The respondent (Bromine Compounds Limited) was the patentee of SA Patent 92/4018 entitled 'Process and Compositions for the Disinfection of Waters' with a priority date of 3 June 1991. The patent claimed a process for killing microorganisms and controlling biofouling in high chlorine demand circulating waters by mixing two components - an oxidant in the form of a chlorine precursor in solution and an ammonium salt in solution - thereby forming a biocidal mixture (chloramine), and adding it immediately to the water system to be treated. The respondent instituted action against the appellant (Buckman Laboratories) for patent infringement in the court of the Commissioner of Patents. It was common cause that if the patent was valid, the appellant was infringing it by using the claimed process at paper mill plants. The appellant counterclaimed for revocation of the patent on grounds of lack of novelty and lack of inventive step. The Commissioner of Patents (Southwood J) granted absolution from the instance on the counterclaim and interdicted the appellant from infringing certain claims. The appellant appealed with leave.

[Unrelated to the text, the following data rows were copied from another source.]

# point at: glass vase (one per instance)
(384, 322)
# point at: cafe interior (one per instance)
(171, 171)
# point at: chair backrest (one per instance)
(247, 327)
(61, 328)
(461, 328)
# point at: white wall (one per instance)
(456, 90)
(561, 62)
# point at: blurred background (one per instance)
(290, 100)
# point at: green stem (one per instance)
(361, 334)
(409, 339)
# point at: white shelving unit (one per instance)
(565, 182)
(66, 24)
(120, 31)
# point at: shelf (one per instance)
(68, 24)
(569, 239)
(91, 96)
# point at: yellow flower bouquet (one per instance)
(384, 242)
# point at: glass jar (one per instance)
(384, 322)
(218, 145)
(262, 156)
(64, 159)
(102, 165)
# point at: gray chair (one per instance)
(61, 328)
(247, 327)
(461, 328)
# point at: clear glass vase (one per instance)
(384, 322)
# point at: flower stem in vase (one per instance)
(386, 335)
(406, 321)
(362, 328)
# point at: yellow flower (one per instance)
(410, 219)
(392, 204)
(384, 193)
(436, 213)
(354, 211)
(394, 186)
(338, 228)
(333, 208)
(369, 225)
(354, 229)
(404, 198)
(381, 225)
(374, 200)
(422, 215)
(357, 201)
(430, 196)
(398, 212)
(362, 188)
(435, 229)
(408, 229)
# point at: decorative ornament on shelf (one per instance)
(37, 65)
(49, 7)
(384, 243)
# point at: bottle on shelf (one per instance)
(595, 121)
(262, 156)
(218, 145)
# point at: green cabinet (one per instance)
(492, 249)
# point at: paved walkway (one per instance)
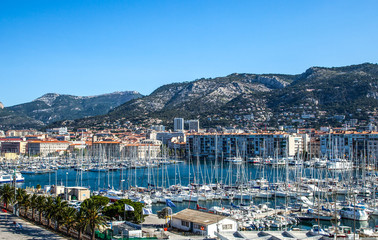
(8, 229)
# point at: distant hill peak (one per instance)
(48, 98)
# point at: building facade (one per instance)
(178, 124)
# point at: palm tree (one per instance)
(49, 210)
(20, 193)
(69, 218)
(81, 222)
(33, 204)
(41, 202)
(7, 194)
(59, 208)
(26, 203)
(92, 215)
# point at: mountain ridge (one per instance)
(265, 98)
(52, 107)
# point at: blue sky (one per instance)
(94, 47)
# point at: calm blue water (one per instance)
(167, 175)
(179, 174)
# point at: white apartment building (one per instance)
(43, 148)
(178, 124)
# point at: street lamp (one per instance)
(122, 184)
(66, 190)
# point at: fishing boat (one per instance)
(7, 177)
(354, 213)
(339, 164)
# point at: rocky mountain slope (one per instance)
(317, 96)
(53, 107)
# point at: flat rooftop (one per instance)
(195, 216)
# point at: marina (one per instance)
(259, 196)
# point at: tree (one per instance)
(49, 210)
(69, 218)
(41, 203)
(59, 208)
(7, 194)
(81, 222)
(26, 203)
(92, 215)
(101, 200)
(164, 212)
(33, 204)
(20, 193)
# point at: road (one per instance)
(8, 229)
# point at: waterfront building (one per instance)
(349, 145)
(144, 150)
(203, 223)
(106, 149)
(193, 125)
(166, 137)
(158, 128)
(43, 148)
(178, 124)
(15, 145)
(245, 145)
(76, 193)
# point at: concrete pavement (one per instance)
(8, 229)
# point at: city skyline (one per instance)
(91, 48)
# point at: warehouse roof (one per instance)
(199, 217)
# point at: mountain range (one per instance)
(53, 107)
(318, 96)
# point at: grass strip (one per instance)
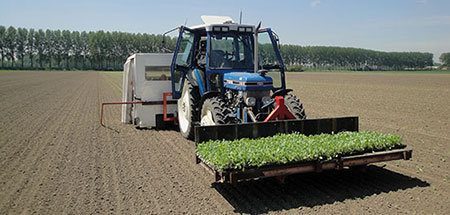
(288, 148)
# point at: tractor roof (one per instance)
(211, 23)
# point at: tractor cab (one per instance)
(205, 53)
(224, 72)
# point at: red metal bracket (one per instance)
(280, 112)
(165, 118)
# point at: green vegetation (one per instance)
(55, 49)
(445, 59)
(342, 58)
(378, 72)
(295, 147)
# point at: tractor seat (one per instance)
(218, 59)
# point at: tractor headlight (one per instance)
(266, 100)
(250, 101)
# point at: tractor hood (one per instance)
(247, 81)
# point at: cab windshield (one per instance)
(231, 51)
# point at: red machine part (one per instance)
(280, 112)
(165, 118)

The appeal was upheld with costs including costs of two counsel. The order of the court a quo was replaced with: (i) dismissal of the plaintiff's action with costs including costs of two counsel; (ii) granting of the defendant's counterclaim for revocation of SA Patent 92/4018, subject to provisional revocation; (iii) the revocation order to become fully operative if the patentee does not within one month file notice of an application to amend the patent, or if having filed such application, withdraws it - if an application is made and not withdrawn, the question of whether the revocation order is to be put into operation shall be decided at the hearing of such application; (iv) the plaintiff to pay the defendant's costs of the counterclaim including costs of two counsel.
An invention lacks an inventive step and is not patentable under section 25(1) of the Patents Act 57 of 1978 where: (1) all the essential elements of the claimed invention, save for one feature, form part of the state of the art immediately before the priority date; and (2) the distinguishing feature would have been obvious to a person skilled in the art as a matter of common sense, having regard to the state of the art. The fact that a patented process works or has not been previously implemented does not establish inventiveness where the combination of known elements would have been obvious to the skilled person.
The Court noted that the inventor (Dr Ayala Barak) was available to testify and a summary of her expert evidence had been delivered, but the respondent chose not to call her. The court a quo nevertheless had regard to her summary to determine what the inventive step was claimed to be. The Supreme Court of Appeal implicitly criticized this approach by noting that according to the summary, the invention aimed to produce an 'unstable biocide' contrary to conventional wisdom, but observed that the patent specification made no mention of stability, indicating that stability was not a feature of the patent at all. The Court also noted it was asked to deal with claims dependent on claims 1 and 14, but declined to do so as it would be an academic exercise given the invalidity of the independent claims.
This case provides important guidance on the application of the inventive step requirement under section 25 of the Patents Act 57 of 1978. It demonstrates that where all the essential elements of a claimed invention are disclosed in the prior art, and the only distinguishing feature would have been obvious to a person skilled in the art as a matter of common sense, the invention will be invalid for lack of inventive step. The case illustrates that the mere fact that a process works or has not been previously used in a particular industry does not establish inventiveness if the combination of known elements would have been obvious. It also confirms the principle that courts will examine what constitutes common sense in the relevant technical field based on expert evidence. The case further illustrates the proper approach to defining the state of the art and the skilled addressee when assessing inventive step.